Single by Matt Corby

from the album Resolution
- Released: 23 May 2013
- Length: 4:16
- Label: Universal Australia
- Songwriters: Matt Corby, Dominic Salole
- Producers: Charlie Andrew; Mocky;

Matt Corby singles chronology
| "Brother" (2011) | "Resolution" (2013) | "What the Devil Has Made" (2014) |

Music video
- "Resolution" on YouTube

= Resolution (Matt Corby song) =

2013 single by Matt Corby

"Resolution" is a song by Australian singer Matt Corby, released in May 2013 as the lead and only single from the EP of the same name. The song was released on 23 May 2013 by Universal Music Australia. "Resolution" peaked at number 5 on the ARIA Singles Chart and was certified 7× Platinum by the Australian Recording Industry Association for selling 490,000 equivalent units.

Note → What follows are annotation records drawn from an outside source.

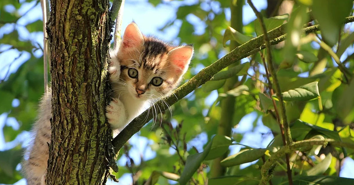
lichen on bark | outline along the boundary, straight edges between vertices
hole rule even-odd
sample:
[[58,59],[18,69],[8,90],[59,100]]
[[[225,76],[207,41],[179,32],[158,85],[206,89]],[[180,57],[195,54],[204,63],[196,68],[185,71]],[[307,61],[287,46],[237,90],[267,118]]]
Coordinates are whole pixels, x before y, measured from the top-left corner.
[[104,184],[112,139],[104,106],[112,22],[108,0],[52,0],[52,137],[46,184]]

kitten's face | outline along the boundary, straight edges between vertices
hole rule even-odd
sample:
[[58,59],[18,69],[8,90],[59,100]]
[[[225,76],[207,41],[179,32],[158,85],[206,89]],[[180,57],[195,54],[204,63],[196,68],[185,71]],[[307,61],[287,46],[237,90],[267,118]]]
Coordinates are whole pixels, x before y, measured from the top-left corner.
[[120,80],[128,93],[142,101],[162,98],[178,85],[193,54],[192,46],[171,46],[127,27],[117,55]]

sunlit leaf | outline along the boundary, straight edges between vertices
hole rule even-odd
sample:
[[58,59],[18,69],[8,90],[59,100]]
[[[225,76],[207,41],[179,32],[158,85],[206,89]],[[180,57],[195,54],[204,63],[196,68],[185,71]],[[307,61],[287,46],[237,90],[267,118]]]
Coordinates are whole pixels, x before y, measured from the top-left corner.
[[[285,21],[287,21],[289,18],[288,14],[284,14],[270,18],[264,18],[263,21],[267,31],[281,25]],[[257,35],[259,36],[263,34],[263,31],[262,31],[262,27],[261,27],[261,23],[258,19],[255,20],[255,29]]]
[[307,7],[300,6],[291,13],[291,16],[286,25],[287,33],[285,46],[283,52],[284,60],[281,65],[284,66],[283,68],[287,68],[292,65],[295,59],[295,54],[302,60],[302,53],[296,54],[296,50],[300,45],[300,41],[303,32],[301,29],[304,24],[308,19],[306,12]]
[[252,38],[253,37],[251,36],[244,35],[229,26],[225,30],[225,33],[224,34],[223,46],[224,47],[226,47],[226,42],[230,40],[236,41],[241,45]]
[[16,175],[16,166],[22,159],[23,153],[22,149],[12,149],[0,151],[0,163],[1,164],[0,169],[7,175],[13,177]]
[[354,42],[354,32],[352,32],[341,41],[338,48],[337,50],[337,52],[336,53],[338,57],[340,58],[346,50],[350,46],[353,45],[353,42]]
[[221,97],[226,97],[228,96],[238,96],[242,94],[248,94],[247,93],[249,90],[248,87],[245,85],[239,86],[235,88],[228,91],[226,93],[221,93],[219,96]]
[[306,63],[313,63],[318,60],[315,55],[308,51],[299,51],[295,54],[300,60]]
[[172,180],[175,181],[178,181],[179,179],[179,175],[166,172],[161,172],[160,171],[154,171],[151,173],[151,175],[146,181],[144,185],[154,185],[156,184],[159,180],[160,177],[163,177],[167,179]]
[[217,81],[210,80],[206,82],[201,86],[201,89],[205,92],[210,92],[212,91],[221,88],[225,83],[225,80]]
[[330,46],[338,41],[339,29],[344,18],[349,15],[353,6],[352,0],[313,0],[314,16],[321,25],[321,33]]
[[298,88],[282,93],[284,101],[306,101],[318,98],[318,82],[314,82]]
[[231,78],[235,76],[246,74],[250,65],[250,63],[247,62],[233,67],[227,70],[222,71],[214,75],[212,80],[220,80]]
[[330,167],[332,158],[332,154],[329,153],[323,160],[312,168],[307,170],[306,172],[306,174],[308,176],[317,175],[325,173]]
[[264,155],[264,149],[247,149],[228,157],[220,162],[223,166],[230,167],[255,161]]
[[264,110],[266,111],[269,109],[270,108],[274,107],[273,102],[272,99],[262,93],[258,93],[258,96],[259,97],[261,104],[262,105],[262,107]]
[[204,160],[207,161],[222,156],[229,150],[229,146],[232,144],[231,139],[224,135],[217,134],[213,138],[210,151]]
[[[296,176],[293,179],[294,185],[333,185],[354,184],[354,179],[349,179],[336,176]],[[289,183],[284,184],[288,185]]]
[[209,142],[204,149],[204,151],[200,153],[193,154],[187,157],[184,169],[178,181],[182,185],[186,184],[200,166],[201,162],[204,160],[208,155],[212,144],[212,140]]
[[250,178],[246,176],[230,175],[223,176],[216,178],[211,178],[208,179],[208,185],[234,185],[242,183],[245,184],[253,184],[257,183],[258,180],[255,178]]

At the ARIA Music Awards of 2013, the song won Song of the Year. The Bryce Jepson directed music video was nominated for Best Video.

The song was also included as an iTunes bonus track on his debut album, Telluric (2016).

==Background==
Corby wrote the song while he was living in Los Angeles. He said, "I got a little paranoid and I didn't really leave the house for a couple of days. I couldn't understand why I was so afraid of the world at this time so I wrote 'Resolution'. It's an ode to humanity and the way I want to be with other people and spread some love in an un-cheesy way."

==Charts==

===Weekly charts===

| Chart (2013) | Peak position |
|---|---|
| Australia (ARIA) | 5 |
| New Zealand (Recorded Music NZ) | 16 |
| UK Singles (Official Charts Company) | 150 |

===Year-end charts===

| Chart (2013) | Position |
|---|---|
| Australia (ARIA) | 39 |

==Certifications==

| Region | Certification | Certified units/sales |
| Australia (ARIA) | 7× Platinum | 490,000^{‡} |
| New Zealand (RMNZ) | 3× Platinum | 90,000^{‡} |
^{‡} Sales+streaming figures based on certification alone.

==Dermot Kennedy version==

Irish singer Dermot Kennedy released a cover version of the song as a single on 4 March 2020. The song features on compilation album Songs for Australia.

===Background===
The album, Songs for Australia was curated by Australian singer-songwriter Julia Stone to aid bushfire relief, consisting of covers of well-known Australian songs by other artists. Proceeds will go to Firesticks, Landcare Australia, SEED, Emergency Leaders for Climate Action, WildArk and the NSW Rural Fire Service. In a press statement, Stone said that 'Songs For Australia' initially stemmed from a one-off recording session, but the singer ended up curating the entire project by asking fellow musicians with to contribute, "I couldn't believe the responses I was getting. I received the most heart-warming replies from the biggest, busiest artists in the world. Most of these artists have toured here, have family here, friends here, have lived here or spent time here. Everyone has such great memories of this country and to see it in flames was breaking everyone's hearts."